Traditional non-profit organizations depend heavily, if not exclusively, on grant income. We have been able to develop many programs that help individuals facing a financial crisis where much of the program services are underwritten by third-party organizations. Within our sector, we have always seen quality and consistency as the core of our services, and this is the primary reason why every third-party evaluation consistently gives us the highest scores. We are also among the most innovative agencies in the country and have led several major efforts in the housing counseling, credit card resolution, and student loan counseling areas.
When did your nonprofit launch and what’s been your biggest challenge?
We began in April 1991 and our biggest challenge was breaking into the Consumer Credit Counseling sector. It was tightly controlled by the national association and credit card banks.
During our first two years, we faced increasing pressure to stop providing our services.

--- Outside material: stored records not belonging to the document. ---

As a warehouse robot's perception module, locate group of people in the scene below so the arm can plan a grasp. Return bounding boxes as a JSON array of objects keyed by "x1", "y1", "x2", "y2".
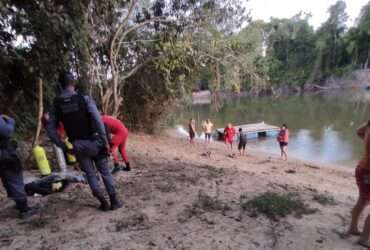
[
  {"x1": 0, "y1": 73, "x2": 131, "y2": 218},
  {"x1": 189, "y1": 118, "x2": 289, "y2": 158}
]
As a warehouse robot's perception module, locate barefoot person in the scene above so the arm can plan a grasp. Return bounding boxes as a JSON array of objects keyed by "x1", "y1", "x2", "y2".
[
  {"x1": 345, "y1": 120, "x2": 370, "y2": 249},
  {"x1": 277, "y1": 124, "x2": 289, "y2": 161},
  {"x1": 189, "y1": 118, "x2": 196, "y2": 143},
  {"x1": 238, "y1": 128, "x2": 247, "y2": 156},
  {"x1": 224, "y1": 123, "x2": 236, "y2": 156},
  {"x1": 203, "y1": 119, "x2": 213, "y2": 143}
]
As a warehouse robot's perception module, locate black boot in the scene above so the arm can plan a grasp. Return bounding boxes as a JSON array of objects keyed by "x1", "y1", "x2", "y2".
[
  {"x1": 109, "y1": 194, "x2": 123, "y2": 210},
  {"x1": 112, "y1": 163, "x2": 122, "y2": 175},
  {"x1": 96, "y1": 196, "x2": 110, "y2": 212},
  {"x1": 122, "y1": 162, "x2": 131, "y2": 171},
  {"x1": 16, "y1": 199, "x2": 40, "y2": 219}
]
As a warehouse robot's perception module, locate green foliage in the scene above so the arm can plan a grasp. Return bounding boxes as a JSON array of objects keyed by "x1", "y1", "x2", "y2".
[{"x1": 240, "y1": 192, "x2": 316, "y2": 220}]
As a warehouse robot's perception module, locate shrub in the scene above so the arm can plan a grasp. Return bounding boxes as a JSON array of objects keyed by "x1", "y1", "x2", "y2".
[{"x1": 240, "y1": 192, "x2": 316, "y2": 220}]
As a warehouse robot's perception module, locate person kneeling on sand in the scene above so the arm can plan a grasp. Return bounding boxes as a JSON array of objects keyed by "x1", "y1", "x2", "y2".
[{"x1": 344, "y1": 120, "x2": 370, "y2": 248}]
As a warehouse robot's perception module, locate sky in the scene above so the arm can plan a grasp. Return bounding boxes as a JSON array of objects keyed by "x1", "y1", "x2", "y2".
[{"x1": 247, "y1": 0, "x2": 369, "y2": 28}]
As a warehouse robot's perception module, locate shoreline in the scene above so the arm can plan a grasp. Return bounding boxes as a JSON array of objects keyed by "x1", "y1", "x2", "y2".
[
  {"x1": 170, "y1": 126, "x2": 357, "y2": 173},
  {"x1": 0, "y1": 131, "x2": 363, "y2": 250}
]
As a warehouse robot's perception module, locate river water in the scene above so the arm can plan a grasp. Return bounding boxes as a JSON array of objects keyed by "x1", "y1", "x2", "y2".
[{"x1": 169, "y1": 90, "x2": 370, "y2": 167}]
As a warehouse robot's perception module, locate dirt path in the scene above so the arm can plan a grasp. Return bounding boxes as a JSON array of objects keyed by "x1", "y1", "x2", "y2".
[{"x1": 0, "y1": 132, "x2": 368, "y2": 250}]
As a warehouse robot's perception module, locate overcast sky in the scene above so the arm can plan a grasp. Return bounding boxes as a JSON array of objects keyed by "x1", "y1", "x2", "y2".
[{"x1": 247, "y1": 0, "x2": 369, "y2": 28}]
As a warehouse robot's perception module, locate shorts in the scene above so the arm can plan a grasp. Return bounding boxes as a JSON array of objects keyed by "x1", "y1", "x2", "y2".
[
  {"x1": 206, "y1": 133, "x2": 212, "y2": 140},
  {"x1": 279, "y1": 141, "x2": 288, "y2": 147},
  {"x1": 355, "y1": 166, "x2": 370, "y2": 201},
  {"x1": 189, "y1": 131, "x2": 195, "y2": 139},
  {"x1": 225, "y1": 137, "x2": 233, "y2": 145},
  {"x1": 238, "y1": 142, "x2": 247, "y2": 150}
]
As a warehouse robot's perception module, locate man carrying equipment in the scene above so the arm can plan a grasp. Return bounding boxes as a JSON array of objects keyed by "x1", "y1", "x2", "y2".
[{"x1": 47, "y1": 73, "x2": 122, "y2": 211}]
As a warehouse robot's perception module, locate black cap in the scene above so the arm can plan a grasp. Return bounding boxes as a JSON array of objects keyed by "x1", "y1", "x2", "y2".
[{"x1": 59, "y1": 72, "x2": 75, "y2": 89}]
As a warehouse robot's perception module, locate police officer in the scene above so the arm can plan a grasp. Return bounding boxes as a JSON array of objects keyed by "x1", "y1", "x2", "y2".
[
  {"x1": 0, "y1": 115, "x2": 38, "y2": 218},
  {"x1": 47, "y1": 73, "x2": 122, "y2": 211}
]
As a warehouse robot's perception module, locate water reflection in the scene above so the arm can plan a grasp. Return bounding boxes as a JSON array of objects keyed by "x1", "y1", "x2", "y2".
[{"x1": 170, "y1": 90, "x2": 370, "y2": 167}]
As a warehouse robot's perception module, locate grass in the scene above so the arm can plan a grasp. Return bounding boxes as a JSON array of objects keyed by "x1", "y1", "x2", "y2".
[
  {"x1": 178, "y1": 190, "x2": 231, "y2": 223},
  {"x1": 312, "y1": 194, "x2": 337, "y2": 206},
  {"x1": 240, "y1": 192, "x2": 317, "y2": 220}
]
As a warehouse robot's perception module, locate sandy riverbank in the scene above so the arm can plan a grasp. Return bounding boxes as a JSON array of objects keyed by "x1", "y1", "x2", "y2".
[{"x1": 0, "y1": 134, "x2": 362, "y2": 250}]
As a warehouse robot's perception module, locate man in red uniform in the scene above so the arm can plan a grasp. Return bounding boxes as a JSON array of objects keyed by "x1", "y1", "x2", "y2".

The banks placed penalties against our clients to increase that pressure.
In 1993 we started a competing national association of independent agencies and subsequently initiated a lawsuit against the original national association and the credit card banks. In 1995 we won that case. The results put all independent agencies on an even playing field with the old line agencies. The second biggest challenge was dealing with the wind-down from the great recession where we increased our space and staff (from 100 employees to 340 employees) in 2007-2008 to deal with the increased needs of the consumer public. Then in 2012, as the economy began to improve and the needs for our services decreased, we began the process of reducing space and staff to the current right-sized level of 110 to 120.
Any noteworthy surprises or ‘A-ha’ Moments along the way?
The biggest surprise was the lack of interest on behalf of the creditors/servicers in dealing with the student loan crisis. We know there is a great need for our services, but once an individual has obligated themselves to a large student loan debt, there is little we can do to help them alleviate the problem. As a result, there is little interest on behalf of the public to seek our education assistance and guidance.
How would you describe your typical day?
My typical day begins with several hours gathering the previous day’s information, entering it into my spreadsheets, comparing results to our budgets and analyzing our trends. I tightly manage our Treasury functions ensuring that we have sufficient operating cash to satisfy our needs. I review daily incoming mail summaries and plot our revenue and expense changes on a detailed cash flow worksheet leading to further analysis of trends and deviations from budget. I discuss all of these results with our COO on a daily basis, and I also receive updates on program initiatives. Weekly, I meet with my senior staff (COO, CFO, Facilities Manager, Vice President of Counseling & Education) where everyone shares information about their areas of responsibility.
What about your “social impact/outcomes?”
We take frequent surveys of clients and third-party “partners” to ensure that we are meeting our goals. We also use the analysis of our results to determine if we are achieving our expected outcomes and we will drill down to determine the cause for any results below expectations.
What’s the next big thing/challenge for Navicore Solutions?
We are nearing the end of a ten-year effort to implement a new concept in managing distressed credit card debt that will be a non-profit alternative to the disastrous results of debt settlement.
As a nonprofit leader, what’s non-negotiable for you?
Providing services that benefit the people we serve. If our clients do not receive a true benefit, then we are not doing our job.